Paris, May 15, 2014 – Nexans Mixed Shareholders’, held on May 15, 2014, approved all resolutions proposed to the shareholders by the Board of Directors. The detailed results of the vote will be available in the following days online on www.nexans.com/ag2014.
The shareholders approved resolutions related to the following subjects:
The renewal of the term in office as member of the Board of Directors of Mrs. Veronique Guillot-Pelpel (independent Director) for a term of four years.
Appointment of Mrs. Fanny Letier as member of the Board of Directors for a term of four years (candidate proposed by Bpifrance) and Mr. Philippe Joubert (independent Director).
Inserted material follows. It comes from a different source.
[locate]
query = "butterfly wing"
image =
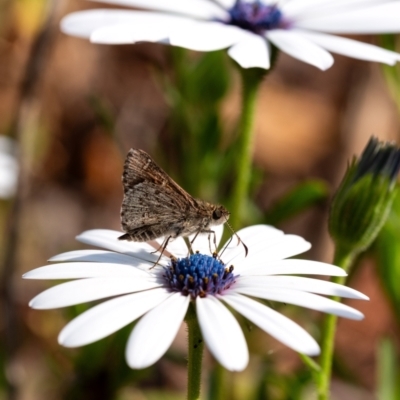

The renewal for eighteen months of the delegation granted to the Board of Director to implement the international employee saving policy as well as the long term incentive policy for the main executives of the Group, in accordance with the terms and limitations consistent with past practices.
Amendment of article 21 of the articles of association excluding the double voting rights by way of derogation to article L. 225-123 of the Commercial Code adopted on March 29, 2014.
In addition, the shareholders approved the principle to launch in 2014 an employee-shareholder operation involving a capital increase reserved for Group employees, through the emission of a maximum of 400,000 new shares, which may be completed early 2015. This would be the sixth employee shareholder operation carried out by the Group at the international level. Employees may be given the opportunity to subscribe to a structured “leverage effect” formula, the same as the one proposed in 2010 and 2012, guaranteeing the amount invested by the employees. Subject to approval from the AMF (French market authority), the shares would be subscribed through a Corporate Trust Fund at a unit price including a 20% discount to the reference share price (unless local regulations require otherwise).